F4LL0UT: The original Uncharted trilogy is a very bad offender in this regard. Not only the narrative is so riddled with deus ex machinas and whatnot that I have trouble feeling invested, it even applies to much of its action. Many of the most spectacular sequences of the series are painfully boring to me because I know that the danger isn't real or minimal at best. So now a boat is getting flooded, doesn't matter, I'm still just running wherever the camera is guiding me, all jumps are magically scaled so Drake makes them without breaking a sweat and if I don't do it quickly enough I have to repeat a few seconds - same thing as always. It just can't compete with e.g. a new enemy type who requires me to think and act differently (something this particular series barely does). But in the series' defence: I genuinely enjoyed the fourth game and feel that it addressed many of these issues.
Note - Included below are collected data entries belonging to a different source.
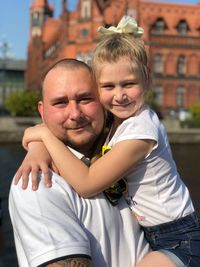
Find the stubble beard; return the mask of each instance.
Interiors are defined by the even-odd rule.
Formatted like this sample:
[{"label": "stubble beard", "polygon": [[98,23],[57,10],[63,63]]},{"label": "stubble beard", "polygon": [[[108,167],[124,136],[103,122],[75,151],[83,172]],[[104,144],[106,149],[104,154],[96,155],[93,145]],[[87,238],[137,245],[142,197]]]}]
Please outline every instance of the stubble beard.
[{"label": "stubble beard", "polygon": [[94,133],[93,135],[88,137],[86,140],[83,138],[81,140],[76,141],[74,140],[74,138],[70,138],[66,136],[62,139],[62,141],[66,146],[69,146],[87,156],[87,155],[92,154],[92,149],[97,138],[98,138],[98,135]]}]

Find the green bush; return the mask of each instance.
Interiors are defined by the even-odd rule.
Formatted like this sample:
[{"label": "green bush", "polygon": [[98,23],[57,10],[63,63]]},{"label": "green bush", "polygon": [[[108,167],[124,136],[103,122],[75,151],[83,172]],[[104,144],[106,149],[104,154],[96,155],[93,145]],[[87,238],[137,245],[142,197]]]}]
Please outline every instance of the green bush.
[{"label": "green bush", "polygon": [[190,107],[190,111],[193,119],[200,120],[200,103],[193,104]]},{"label": "green bush", "polygon": [[200,103],[193,104],[189,111],[191,112],[191,118],[181,122],[182,127],[187,128],[200,128]]},{"label": "green bush", "polygon": [[18,91],[5,101],[5,108],[12,116],[31,117],[37,114],[37,103],[41,96],[35,91]]}]

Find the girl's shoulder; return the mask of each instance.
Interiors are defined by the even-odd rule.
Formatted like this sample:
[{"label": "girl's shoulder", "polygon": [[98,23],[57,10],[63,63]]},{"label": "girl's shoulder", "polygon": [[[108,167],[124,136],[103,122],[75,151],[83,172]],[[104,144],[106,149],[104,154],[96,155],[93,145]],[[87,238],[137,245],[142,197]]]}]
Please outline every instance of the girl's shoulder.
[{"label": "girl's shoulder", "polygon": [[158,139],[159,121],[156,113],[150,108],[143,109],[136,116],[122,122],[114,136],[122,139]]}]

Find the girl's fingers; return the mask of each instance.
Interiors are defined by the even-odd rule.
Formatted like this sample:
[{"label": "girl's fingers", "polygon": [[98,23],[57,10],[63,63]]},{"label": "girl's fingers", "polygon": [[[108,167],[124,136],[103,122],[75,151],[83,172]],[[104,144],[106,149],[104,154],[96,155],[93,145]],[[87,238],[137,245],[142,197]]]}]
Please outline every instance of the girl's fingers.
[{"label": "girl's fingers", "polygon": [[16,174],[15,174],[15,177],[14,177],[14,184],[17,185],[19,180],[21,179],[22,177],[22,166],[19,167],[19,169],[17,170]]},{"label": "girl's fingers", "polygon": [[52,186],[52,175],[51,175],[51,172],[49,170],[49,166],[47,164],[42,164],[41,170],[42,170],[42,173],[44,175],[44,184],[47,187],[51,187]]},{"label": "girl's fingers", "polygon": [[40,169],[39,166],[35,166],[31,172],[32,190],[36,191],[40,182]]},{"label": "girl's fingers", "polygon": [[28,186],[28,182],[29,182],[29,173],[31,172],[31,169],[27,169],[23,171],[22,173],[22,189],[26,189]]}]

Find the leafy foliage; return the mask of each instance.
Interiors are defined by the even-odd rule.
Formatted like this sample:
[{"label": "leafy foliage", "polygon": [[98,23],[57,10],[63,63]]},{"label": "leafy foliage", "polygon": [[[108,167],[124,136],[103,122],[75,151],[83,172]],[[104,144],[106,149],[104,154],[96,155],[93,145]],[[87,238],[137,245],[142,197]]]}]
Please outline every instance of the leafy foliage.
[{"label": "leafy foliage", "polygon": [[200,120],[200,103],[193,104],[190,107],[190,111],[194,119]]},{"label": "leafy foliage", "polygon": [[35,116],[40,99],[41,96],[35,91],[18,91],[6,99],[5,108],[12,116]]},{"label": "leafy foliage", "polygon": [[200,103],[193,104],[190,107],[191,118],[181,123],[182,127],[200,128]]}]

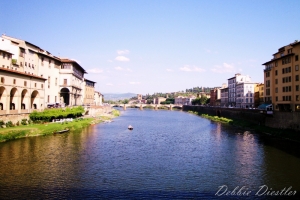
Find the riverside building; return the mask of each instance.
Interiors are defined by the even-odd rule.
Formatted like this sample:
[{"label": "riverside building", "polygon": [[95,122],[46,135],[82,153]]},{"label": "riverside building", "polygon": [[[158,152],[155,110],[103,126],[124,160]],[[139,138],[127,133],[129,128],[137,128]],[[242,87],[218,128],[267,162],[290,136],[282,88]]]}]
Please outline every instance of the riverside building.
[{"label": "riverside building", "polygon": [[102,105],[100,92],[95,102],[95,82],[84,79],[85,73],[74,60],[56,57],[28,41],[2,35],[0,115],[29,114],[54,103]]},{"label": "riverside building", "polygon": [[264,63],[264,101],[277,111],[300,111],[300,42],[281,47]]}]

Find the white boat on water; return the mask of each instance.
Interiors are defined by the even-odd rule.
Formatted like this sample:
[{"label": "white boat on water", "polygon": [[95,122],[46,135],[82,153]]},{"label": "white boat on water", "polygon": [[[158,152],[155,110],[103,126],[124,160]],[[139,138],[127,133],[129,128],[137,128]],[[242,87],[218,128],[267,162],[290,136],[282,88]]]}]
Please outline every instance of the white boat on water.
[{"label": "white boat on water", "polygon": [[129,125],[129,126],[128,126],[128,129],[129,129],[129,130],[133,130],[133,126]]}]

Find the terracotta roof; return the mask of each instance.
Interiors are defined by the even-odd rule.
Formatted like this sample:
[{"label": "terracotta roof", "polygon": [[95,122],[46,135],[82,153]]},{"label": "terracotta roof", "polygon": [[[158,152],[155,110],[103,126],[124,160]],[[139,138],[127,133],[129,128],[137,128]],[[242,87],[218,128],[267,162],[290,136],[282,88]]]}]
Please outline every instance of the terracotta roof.
[{"label": "terracotta roof", "polygon": [[4,52],[4,53],[8,53],[8,54],[10,54],[10,55],[14,55],[13,53],[10,53],[10,52],[5,51],[5,50],[2,50],[2,49],[0,49],[0,51],[2,51],[2,52]]},{"label": "terracotta roof", "polygon": [[60,58],[60,61],[63,63],[75,63],[77,66],[79,66],[82,69],[83,73],[87,74],[85,69],[83,69],[75,60],[70,60],[68,58]]},{"label": "terracotta roof", "polygon": [[294,54],[294,53],[290,53],[290,54],[281,56],[281,57],[279,57],[279,58],[272,59],[272,60],[270,60],[270,61],[268,61],[268,62],[265,62],[265,63],[262,64],[262,65],[267,65],[267,64],[272,63],[272,62],[274,62],[274,61],[280,60],[280,59],[285,58],[285,57],[293,56],[293,55],[295,55],[295,54]]},{"label": "terracotta roof", "polygon": [[91,83],[96,83],[96,82],[94,82],[94,81],[91,81],[91,80],[89,80],[89,79],[86,79],[86,78],[84,78],[84,81],[88,81],[88,82],[91,82]]},{"label": "terracotta roof", "polygon": [[26,74],[24,72],[12,70],[12,69],[7,69],[7,68],[3,68],[3,67],[0,67],[0,71],[6,71],[6,72],[19,74],[19,75],[23,75],[23,76],[29,76],[29,77],[33,77],[33,78],[37,78],[37,79],[47,80],[47,79],[45,79],[43,77],[40,77],[40,76],[36,76],[36,75],[32,75],[32,74]]}]

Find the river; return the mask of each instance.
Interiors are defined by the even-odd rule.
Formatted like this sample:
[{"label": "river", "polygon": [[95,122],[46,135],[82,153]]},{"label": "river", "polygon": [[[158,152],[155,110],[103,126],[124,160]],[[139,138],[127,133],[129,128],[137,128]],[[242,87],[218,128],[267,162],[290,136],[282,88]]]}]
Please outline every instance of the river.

There's a lot of stuff about the plots of the Uncharted games that annoys me, but I still love those games, and what you so dislike I was part of the fun for me. I actually like how linear and "heavily directed" it is. Maybe precisely because it was so unlike what I feel most games have become of late, and thus felt fresh. Among a throng of open world games full of repetitive checklist activities, crafting (and even compared to some good open world games like Morrowind or Witcher 3) or procedurally generated rouglikes here's that's tailor made to not waste a single second. No getting lost, no backtracking fetch quests no boring randomly put together levels, no need to gather shit to make other shit - everything has been planned and thoughtfull set up to create a sense of fast moving grand adventure in impressive, memorable locations.
Now, does it essentially have all the depth of a theme-park atraction? Sure. Would I want this to become a dominant model for all games to follow? No. But as a break from open-world games, labyrinths of old-school FPSes, RPGs filled with choices and alternate paths and tactical decisions, or even similarly linear but slow paced and thinking-heavy adventure games, Drake's adventures were a super fun ride, even if the tracks were clearly visable.